# 137.285540



## lumberjoe

I have an older craftsman miter saw (non-sliding). The only thing I use it for is rough cutting boards to size that fit on it. It is inaccurate in every way a saw could be. The middle of the table (where it rotates - and where you had shouldn't be to hold the piece down) is about 1/16" of an inch higher than the rest of the saw where the fence is attached (and where you hand SHOULD be, thus pushing the piece off the table). this makes for some nice bevels where you don't want them.

I keep meaning to upgrade, but I also keep using my table saw for everything. If I had a need for compound miters a lot, I would upgrade.

Rasp, I am also a lefty and this saw cannot be used left handed. Very annoying but I find that is common in a lot of tools. I don't think there is a chainsaw made that can be safely operated left-handed.


----------



## Tennessee

Boy, beating my dead horse…bought a Craftsman top of the line tractor, engine blew one month out of warranty, Briggs and Stratton INDUSTRIAL, only to find out B&S would not support the model since it was for Sears. Took three variable speed drills before I got one that had a switch that worked. Bought a Sears chain saw, found out it had aluminum main plate where the saw bar clamps on, screws starting walking out, would only cut in a circle. Bought a Sears belt sander only to have the non-keyed, hot glued on front roller melt off in the first fifteen minutes of sanding. Found out the hard way that the Sears "lifetime" warranty on tools does not cover sharpened edges, so the trimmers I bought that failed on small branches? Nada… This unit is no different, cheapened up just to make it look great and stay competitive.
For all those folks who run with Craftsman and love them, live long and prosper. I'll buy the other brands…


----------



## Kookaburra

I think a lot of us (including me) were brought up by dads who worked with and swore by (not at) Craftsman tools everyday. If this is what they are producig today, the next generation (our kids) will not have that default confidence bred in through the years. You can only live on a good reputation for so long - at some point you have to met expectations. Step it up Sears - you are wasting the Craftsman name.


----------



## Dustmite97

I also have an older Craftsman non-sliding miter saw. It's ok but certainly not great.


----------



## dustyal

My sliding Craftsman is not all that great either. I've had it for 6 years but seems a later model as to yours.

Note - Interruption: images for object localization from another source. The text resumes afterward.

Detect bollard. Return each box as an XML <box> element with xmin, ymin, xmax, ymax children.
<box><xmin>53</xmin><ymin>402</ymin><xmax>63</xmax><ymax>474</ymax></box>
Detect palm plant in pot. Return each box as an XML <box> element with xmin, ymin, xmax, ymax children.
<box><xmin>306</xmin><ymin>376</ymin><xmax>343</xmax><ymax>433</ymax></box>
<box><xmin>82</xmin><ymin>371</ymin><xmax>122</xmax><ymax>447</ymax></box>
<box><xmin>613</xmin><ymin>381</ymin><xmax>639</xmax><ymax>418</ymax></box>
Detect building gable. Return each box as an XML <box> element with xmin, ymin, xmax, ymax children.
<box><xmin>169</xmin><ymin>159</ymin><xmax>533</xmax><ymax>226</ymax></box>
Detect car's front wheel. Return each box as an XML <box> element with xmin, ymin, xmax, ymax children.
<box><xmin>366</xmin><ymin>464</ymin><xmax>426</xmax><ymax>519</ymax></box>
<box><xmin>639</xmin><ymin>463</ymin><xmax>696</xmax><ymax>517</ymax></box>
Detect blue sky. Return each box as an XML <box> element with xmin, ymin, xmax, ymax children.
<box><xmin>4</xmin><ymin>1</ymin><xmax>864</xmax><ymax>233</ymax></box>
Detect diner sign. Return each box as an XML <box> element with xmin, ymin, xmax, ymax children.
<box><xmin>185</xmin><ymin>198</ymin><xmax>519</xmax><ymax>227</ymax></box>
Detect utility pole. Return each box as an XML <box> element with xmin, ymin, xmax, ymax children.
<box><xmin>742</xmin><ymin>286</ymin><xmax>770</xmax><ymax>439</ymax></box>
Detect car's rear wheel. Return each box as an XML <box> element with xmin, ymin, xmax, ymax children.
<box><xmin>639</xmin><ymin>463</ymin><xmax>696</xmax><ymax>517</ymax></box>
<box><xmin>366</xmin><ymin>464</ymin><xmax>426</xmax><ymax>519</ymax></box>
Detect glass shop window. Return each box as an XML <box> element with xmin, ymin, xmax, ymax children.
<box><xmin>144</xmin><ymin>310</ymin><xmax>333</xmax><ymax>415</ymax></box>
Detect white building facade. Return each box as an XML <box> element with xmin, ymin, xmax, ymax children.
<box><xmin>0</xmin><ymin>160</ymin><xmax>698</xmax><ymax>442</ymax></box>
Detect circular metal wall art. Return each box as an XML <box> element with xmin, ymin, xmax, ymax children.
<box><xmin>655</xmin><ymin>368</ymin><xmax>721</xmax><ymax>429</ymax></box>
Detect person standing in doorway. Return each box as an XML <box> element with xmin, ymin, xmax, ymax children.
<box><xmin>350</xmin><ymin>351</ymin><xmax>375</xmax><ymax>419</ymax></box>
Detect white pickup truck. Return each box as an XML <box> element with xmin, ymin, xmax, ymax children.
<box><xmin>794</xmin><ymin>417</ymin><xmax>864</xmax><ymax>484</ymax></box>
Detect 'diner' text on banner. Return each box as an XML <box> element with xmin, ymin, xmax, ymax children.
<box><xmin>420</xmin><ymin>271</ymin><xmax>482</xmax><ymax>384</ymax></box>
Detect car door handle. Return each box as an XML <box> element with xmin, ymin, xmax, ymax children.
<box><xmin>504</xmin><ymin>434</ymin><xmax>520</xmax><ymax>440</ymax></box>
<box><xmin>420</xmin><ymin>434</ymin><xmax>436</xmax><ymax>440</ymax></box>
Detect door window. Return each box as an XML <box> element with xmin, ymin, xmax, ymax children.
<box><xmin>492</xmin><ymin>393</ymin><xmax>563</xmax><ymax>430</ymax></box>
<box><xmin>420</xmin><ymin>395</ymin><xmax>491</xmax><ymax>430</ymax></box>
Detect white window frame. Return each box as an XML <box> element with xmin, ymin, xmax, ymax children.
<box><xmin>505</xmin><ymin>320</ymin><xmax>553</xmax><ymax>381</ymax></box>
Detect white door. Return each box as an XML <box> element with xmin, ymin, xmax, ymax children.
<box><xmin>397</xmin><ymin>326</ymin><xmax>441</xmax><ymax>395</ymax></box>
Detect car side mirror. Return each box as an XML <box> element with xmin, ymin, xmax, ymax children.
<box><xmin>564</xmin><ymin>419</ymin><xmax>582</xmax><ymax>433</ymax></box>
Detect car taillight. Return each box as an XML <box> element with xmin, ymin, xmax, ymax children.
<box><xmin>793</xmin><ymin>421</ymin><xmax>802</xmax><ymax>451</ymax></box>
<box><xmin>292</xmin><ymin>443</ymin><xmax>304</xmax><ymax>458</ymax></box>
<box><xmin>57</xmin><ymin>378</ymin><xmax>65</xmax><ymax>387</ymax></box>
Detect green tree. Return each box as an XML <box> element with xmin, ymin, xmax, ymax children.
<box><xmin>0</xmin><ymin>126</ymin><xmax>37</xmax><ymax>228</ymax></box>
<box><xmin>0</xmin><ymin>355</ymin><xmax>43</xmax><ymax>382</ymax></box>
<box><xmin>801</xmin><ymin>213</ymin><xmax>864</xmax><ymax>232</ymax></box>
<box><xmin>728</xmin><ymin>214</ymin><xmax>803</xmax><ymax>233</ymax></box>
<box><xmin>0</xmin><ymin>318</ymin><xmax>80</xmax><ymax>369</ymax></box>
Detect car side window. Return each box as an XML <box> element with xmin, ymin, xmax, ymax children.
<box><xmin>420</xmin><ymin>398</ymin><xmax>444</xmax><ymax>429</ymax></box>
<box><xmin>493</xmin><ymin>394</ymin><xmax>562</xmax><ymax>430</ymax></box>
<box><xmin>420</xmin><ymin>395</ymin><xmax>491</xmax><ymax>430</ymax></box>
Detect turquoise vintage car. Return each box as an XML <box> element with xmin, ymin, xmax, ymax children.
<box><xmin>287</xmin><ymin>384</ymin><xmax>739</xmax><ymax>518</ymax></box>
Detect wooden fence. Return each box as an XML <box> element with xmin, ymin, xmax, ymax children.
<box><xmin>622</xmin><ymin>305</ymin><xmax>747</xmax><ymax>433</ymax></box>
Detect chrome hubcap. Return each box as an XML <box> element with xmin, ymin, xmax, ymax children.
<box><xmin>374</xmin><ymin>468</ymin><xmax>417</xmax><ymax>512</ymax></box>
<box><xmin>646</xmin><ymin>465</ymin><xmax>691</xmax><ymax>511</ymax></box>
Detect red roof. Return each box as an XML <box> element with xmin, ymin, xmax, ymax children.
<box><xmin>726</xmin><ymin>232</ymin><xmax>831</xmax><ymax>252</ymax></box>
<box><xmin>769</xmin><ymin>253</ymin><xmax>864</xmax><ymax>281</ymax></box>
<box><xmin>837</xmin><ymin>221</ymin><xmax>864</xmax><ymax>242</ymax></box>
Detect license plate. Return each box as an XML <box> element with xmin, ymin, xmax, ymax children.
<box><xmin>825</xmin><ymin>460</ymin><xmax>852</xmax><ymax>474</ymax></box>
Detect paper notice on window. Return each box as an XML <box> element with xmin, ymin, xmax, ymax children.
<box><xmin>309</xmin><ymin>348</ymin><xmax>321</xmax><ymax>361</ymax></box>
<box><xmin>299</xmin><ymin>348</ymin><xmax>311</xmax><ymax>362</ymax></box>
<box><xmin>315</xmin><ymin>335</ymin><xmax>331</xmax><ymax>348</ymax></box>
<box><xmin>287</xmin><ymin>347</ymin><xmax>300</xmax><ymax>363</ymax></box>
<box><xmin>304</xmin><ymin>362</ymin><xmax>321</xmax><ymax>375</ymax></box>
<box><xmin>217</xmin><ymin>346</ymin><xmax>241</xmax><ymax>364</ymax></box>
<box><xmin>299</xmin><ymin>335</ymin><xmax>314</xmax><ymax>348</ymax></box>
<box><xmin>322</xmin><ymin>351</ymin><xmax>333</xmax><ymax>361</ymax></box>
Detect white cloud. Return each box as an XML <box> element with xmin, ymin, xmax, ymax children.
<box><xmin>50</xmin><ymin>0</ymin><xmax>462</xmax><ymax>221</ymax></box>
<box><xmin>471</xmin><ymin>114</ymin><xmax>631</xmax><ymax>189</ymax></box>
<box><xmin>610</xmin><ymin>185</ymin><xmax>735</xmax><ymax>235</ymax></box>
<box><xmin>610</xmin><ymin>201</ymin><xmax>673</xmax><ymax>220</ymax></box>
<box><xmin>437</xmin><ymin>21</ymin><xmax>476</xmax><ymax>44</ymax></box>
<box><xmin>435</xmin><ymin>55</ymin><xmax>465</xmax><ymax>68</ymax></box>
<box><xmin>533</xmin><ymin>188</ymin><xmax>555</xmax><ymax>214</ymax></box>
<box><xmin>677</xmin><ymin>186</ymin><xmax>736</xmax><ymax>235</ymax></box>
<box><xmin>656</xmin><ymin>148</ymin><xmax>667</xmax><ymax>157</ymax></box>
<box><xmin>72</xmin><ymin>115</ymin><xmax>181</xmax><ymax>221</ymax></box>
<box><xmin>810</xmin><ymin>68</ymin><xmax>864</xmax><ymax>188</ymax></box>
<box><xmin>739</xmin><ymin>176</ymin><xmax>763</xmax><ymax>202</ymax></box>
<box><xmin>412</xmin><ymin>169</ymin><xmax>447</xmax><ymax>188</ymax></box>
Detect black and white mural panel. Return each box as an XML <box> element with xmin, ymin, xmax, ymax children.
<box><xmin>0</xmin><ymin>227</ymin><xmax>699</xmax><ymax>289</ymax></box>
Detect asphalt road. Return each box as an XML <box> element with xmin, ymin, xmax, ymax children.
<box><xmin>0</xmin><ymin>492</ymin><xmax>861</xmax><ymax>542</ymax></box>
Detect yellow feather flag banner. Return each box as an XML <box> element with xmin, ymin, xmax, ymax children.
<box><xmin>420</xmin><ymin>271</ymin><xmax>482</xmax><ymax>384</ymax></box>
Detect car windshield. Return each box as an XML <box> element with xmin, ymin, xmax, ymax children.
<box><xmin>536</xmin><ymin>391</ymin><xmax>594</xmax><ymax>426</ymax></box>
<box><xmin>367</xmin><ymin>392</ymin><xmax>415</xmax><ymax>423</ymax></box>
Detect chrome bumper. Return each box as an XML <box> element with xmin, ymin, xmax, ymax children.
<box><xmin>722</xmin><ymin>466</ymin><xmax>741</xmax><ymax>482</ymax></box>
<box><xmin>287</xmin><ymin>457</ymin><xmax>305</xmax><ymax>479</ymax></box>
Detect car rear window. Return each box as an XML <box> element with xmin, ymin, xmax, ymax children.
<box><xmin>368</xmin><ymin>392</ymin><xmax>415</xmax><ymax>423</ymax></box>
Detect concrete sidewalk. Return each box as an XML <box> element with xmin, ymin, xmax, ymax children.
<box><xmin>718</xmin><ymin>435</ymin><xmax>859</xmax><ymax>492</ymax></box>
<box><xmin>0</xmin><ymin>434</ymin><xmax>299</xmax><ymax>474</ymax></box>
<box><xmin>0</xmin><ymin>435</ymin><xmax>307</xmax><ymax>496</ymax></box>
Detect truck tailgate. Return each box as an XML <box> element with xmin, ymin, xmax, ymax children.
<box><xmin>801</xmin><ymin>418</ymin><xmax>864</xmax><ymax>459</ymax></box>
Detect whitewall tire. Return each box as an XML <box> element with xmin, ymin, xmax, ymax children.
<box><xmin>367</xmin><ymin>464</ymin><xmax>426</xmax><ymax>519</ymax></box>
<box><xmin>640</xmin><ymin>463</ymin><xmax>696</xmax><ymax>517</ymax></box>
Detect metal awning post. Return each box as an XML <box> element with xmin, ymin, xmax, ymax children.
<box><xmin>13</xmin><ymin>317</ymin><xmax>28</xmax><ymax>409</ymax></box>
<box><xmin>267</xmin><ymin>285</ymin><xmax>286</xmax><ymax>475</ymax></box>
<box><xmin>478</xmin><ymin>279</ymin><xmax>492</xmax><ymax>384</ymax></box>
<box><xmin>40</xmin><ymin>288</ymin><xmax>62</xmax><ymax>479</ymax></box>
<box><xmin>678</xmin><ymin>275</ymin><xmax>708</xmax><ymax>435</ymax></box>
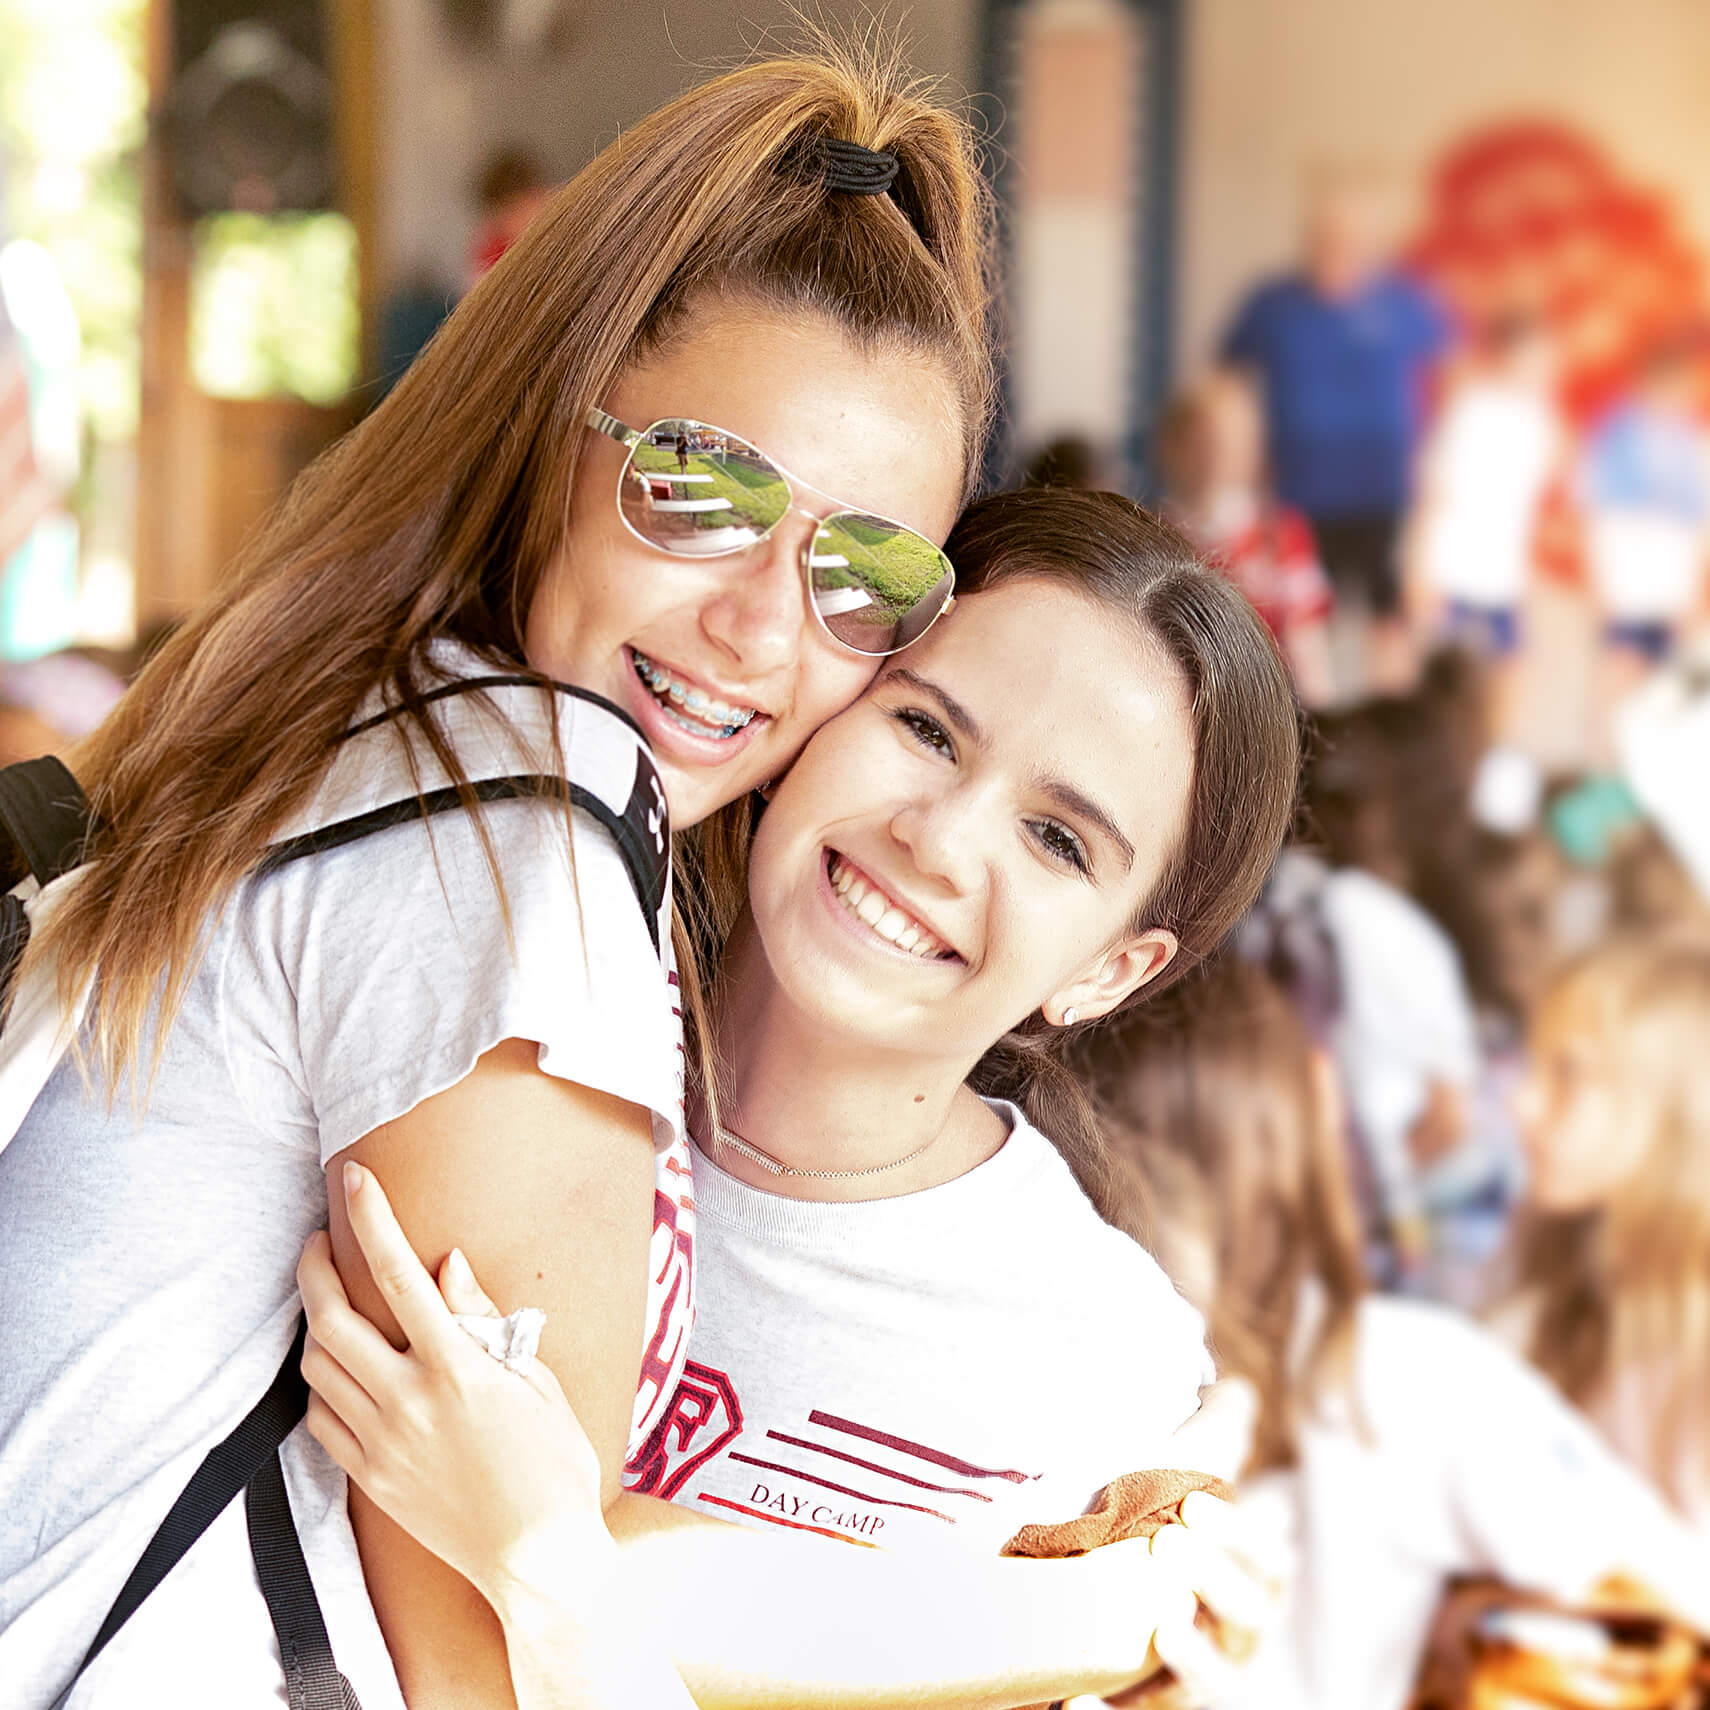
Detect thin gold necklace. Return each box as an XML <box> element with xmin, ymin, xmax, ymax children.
<box><xmin>713</xmin><ymin>1122</ymin><xmax>940</xmax><ymax>1182</ymax></box>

Dust bag is at the back, but useless. It catches very little saw dust.

My biggest complaint is the sliding mechanism. It twists .03 inches as it pulls forward, and then twists again when you push in for a cut. This leaves the board edge wavy. I tested this with Wixley digital gauge set to 0 degrees and then watch it move to an angle as the blade is pulled toward you. I have no idea how to fix that.

It works as a good construction grade chop saw… not so much so for fine woodworking.


----------



## BenI

A few months ago I was looking into buying a miter saw and looked to Craftsman first because I usually liked their tools. Checked out the compound sliding miter saws because I often work with 12" wide stock.

As this review says, even the 'professional' grade saws are still made with cheap plastic and not designed very good. Everything that should be metal to be durable, is plastic and will almost certainly break off.

Obvious now that Craftman has chosen to make cheap tools with cheap materials, that won't last.

Realizing all these negatives, I saved up and bought the new Dewalt and love it, and clearly built to last.


----------



## MT_Stringer

"I think a lot of us (including me) were brought up by dads who worked with and swore by (not at) Craftsman tools everyday."

I was one of those people who followed my dad's footsteps as a carpenter. Back in the 60-70's all we knew was Sears. Progressing into the late 70's early 80's, all I owned was Sears Craftsman tools - wrenches, Radial Arm Saw, Circular saw, jig saw, 12 inch band saw. I used to catch tools on sale and put them in lay-away until I could pay them off.

I never had any of my tools break that I can remember except for a router that cratered under full load. I didn't blame it because I had used it extensively for several years.

These days when I walk through the tool section at Sears, it is a big disappointment for me to see their lack of quality made tools.

I still have a Sears router and circular saw that work fine, but I got rid of the rest long ago.


----------



## AmandasHusband

I have this exact saw.

Very accurate.

The review, not the saw.


----------



## runswithscissors

A "professional" branded tool is not aimed at pros; it's aimed at DIYers who think,"Wow, if the pros are using this, I gotta have one." I'm convinced that Sears has a clause that goes in all their tool making jobs they put out for bid, that only the crappiest bearings are to be used. Almost every tool maker has made stuff for Sears, but the quality sucks.
You can say much the same for tools that are called "industrial."


----------



## shawnmasterson

wow!!!!!!!! I have a 12" craftsmen non slide double compound belt driven(prob 10 yo). It was my first chop saw, when I bought it my #1 was belt driven to get the motor out of the way. I have put up miles of crown and used it religiously in a daily setting for 5+ years. I looked at it side by side a dewalt and it was a hard choice but the price and crown stops sold me on it. that being said It does have some qurks but it is 10 yo and doesnt owe me anything. I think sears is failing to keep up. but don't count the out yet. just tread lightly and use cation when making a big purchase.


----------